Gdzie jest burza? Zniszczone Podkarpacie, w Warszawie może być trąba powietrzna

Konrad Bagiński
18 kwietnia 2025, 20:10 • 1 minuta czytania
Mieszkańcy Warszawy i okolic dostali dziś alert Rządowego Centrum Bezpieczeństwa. Zagrożeniem dla nich i ich dobytku ma być zbliżająca się do stolicy burza. Ma nadejść wieczorem lub w nocy. O tym, że alert ani na jotę nie jest przesadzony, przekonali się mieszkańcy Podkarpacia.
Nad Polską szaleją burze. Zagrożonych jest wiele rejonów Fot. Kuba Jurkowski/REPORTER

Po południu szalała tam nawałnica. Strażacy musieli interweniować kilkadziesiąt razy. Przyczyną były połamane drzewa i konary, zalane ulice, domostwa i piwnice. Efektem silnego wiatru jest 1700 domostw bez prądu.


Nie przypadkiem piszemy o Podkarpaciu jako całości. Jak donoszą Łowcy Burz, w tym regionie uformował się obszar burzy o powierzchni 35 tysięcy kilometrów kwadratowych. "Mamy tam do czynienia z silnymi superkomórkami burzowymi, które generują nawalne opady deszczu, gradu powyżej 3 cm i silny wiatr" – piszą Łowcy.

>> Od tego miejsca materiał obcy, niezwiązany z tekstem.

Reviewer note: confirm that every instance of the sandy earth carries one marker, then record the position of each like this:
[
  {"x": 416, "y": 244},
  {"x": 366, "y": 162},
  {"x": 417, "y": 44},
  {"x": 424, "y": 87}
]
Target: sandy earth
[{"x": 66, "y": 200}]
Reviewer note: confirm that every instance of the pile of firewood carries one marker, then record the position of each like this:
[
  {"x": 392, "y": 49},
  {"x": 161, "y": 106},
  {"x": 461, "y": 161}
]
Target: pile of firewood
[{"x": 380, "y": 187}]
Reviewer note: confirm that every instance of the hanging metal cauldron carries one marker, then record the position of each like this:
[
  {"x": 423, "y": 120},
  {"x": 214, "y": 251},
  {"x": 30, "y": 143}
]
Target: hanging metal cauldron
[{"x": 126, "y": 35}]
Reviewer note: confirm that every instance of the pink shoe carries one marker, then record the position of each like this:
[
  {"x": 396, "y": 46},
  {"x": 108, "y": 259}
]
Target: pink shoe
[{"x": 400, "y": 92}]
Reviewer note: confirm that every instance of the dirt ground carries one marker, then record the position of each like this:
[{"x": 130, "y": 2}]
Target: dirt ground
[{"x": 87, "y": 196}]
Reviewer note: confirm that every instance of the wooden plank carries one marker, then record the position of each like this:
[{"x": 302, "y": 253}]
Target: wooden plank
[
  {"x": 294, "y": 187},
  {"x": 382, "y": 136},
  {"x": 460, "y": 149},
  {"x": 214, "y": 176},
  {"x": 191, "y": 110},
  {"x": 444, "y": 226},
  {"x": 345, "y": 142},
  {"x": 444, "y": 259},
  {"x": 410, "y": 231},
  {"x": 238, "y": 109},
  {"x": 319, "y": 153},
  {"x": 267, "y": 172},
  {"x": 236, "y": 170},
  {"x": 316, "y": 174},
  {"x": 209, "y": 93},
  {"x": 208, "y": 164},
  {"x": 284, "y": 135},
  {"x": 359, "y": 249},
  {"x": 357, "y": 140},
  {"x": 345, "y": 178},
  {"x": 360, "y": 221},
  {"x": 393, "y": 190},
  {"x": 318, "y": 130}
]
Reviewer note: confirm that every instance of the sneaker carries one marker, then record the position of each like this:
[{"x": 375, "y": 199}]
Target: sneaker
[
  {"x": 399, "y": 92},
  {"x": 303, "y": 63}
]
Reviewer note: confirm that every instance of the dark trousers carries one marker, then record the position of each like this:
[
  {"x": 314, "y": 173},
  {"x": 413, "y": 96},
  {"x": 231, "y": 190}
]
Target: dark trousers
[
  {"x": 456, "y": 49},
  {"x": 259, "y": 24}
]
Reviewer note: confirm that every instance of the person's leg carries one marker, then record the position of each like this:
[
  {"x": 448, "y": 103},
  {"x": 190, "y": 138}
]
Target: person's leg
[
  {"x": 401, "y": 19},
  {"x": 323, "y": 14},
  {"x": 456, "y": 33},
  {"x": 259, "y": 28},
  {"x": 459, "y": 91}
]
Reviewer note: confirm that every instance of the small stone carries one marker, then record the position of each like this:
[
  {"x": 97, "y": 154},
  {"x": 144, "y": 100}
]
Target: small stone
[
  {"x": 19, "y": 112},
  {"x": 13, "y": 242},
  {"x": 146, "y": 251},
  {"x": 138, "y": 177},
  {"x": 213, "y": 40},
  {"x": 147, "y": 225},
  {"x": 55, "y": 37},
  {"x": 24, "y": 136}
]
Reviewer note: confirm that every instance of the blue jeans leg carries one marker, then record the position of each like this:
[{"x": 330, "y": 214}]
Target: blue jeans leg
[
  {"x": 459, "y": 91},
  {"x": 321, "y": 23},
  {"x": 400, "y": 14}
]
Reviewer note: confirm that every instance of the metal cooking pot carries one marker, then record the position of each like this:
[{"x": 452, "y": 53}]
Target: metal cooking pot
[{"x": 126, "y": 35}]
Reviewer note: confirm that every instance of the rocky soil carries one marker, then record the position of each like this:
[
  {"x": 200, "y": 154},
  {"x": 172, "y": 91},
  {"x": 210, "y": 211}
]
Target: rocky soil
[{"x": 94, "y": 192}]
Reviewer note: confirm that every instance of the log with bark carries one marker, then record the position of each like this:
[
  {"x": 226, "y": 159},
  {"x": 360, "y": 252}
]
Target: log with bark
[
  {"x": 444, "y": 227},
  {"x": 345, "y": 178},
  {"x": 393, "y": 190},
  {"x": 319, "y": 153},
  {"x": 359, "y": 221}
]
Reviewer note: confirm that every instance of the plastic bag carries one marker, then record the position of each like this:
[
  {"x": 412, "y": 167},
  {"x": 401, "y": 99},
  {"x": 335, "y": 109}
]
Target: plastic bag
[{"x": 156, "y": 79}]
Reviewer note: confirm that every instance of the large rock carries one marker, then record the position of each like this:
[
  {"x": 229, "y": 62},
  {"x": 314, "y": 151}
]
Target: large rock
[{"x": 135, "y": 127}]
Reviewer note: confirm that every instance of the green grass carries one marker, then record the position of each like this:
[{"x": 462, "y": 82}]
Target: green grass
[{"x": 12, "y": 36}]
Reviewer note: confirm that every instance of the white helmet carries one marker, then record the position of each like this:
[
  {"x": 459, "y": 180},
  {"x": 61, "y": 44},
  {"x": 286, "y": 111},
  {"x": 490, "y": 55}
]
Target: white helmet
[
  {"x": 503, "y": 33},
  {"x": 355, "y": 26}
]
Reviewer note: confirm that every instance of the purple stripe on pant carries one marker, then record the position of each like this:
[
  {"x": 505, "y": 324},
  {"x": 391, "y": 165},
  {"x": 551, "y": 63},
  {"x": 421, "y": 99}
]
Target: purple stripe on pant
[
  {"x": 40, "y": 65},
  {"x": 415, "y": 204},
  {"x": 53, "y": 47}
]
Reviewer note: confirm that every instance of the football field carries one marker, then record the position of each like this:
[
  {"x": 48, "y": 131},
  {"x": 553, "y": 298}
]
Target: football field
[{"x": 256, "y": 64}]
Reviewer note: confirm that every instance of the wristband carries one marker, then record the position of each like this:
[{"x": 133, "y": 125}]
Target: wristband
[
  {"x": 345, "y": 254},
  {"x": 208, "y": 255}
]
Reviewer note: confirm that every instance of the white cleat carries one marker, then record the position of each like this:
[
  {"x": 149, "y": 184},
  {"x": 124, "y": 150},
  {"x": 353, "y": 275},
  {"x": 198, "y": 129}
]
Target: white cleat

Najgorsza sytuacja była w powiecie przemyskim. Tam do deszczu i wiatru dołączył grad.

"Wezwane zostały służby oraz PWiK i pracują nad szybkim rozwiązaniem problemu. W całym mieście występują lokalne potopienia po nawalnych deszczach. Mamy informacje o zalaniu pomieszczeń na basenie, trasy podziemnej, MDK-u, wielu ulic i piwnic w blokach i domach prywatnych" – napisał w mediach społecznościowych prezydent Przemyśla Wojciech Bakun. Problemem, o którym wspominał, był zalany przejazd pod mostem kolejowym.

Warszawa ostrzega

Instytut Meteorologii i Gospodarki Wodnej informuje o drugim stopniu zagrożenia burzami, które mogą wystąpić w Warszawie i województwie mazowieckim w dniu 18 kwietnia.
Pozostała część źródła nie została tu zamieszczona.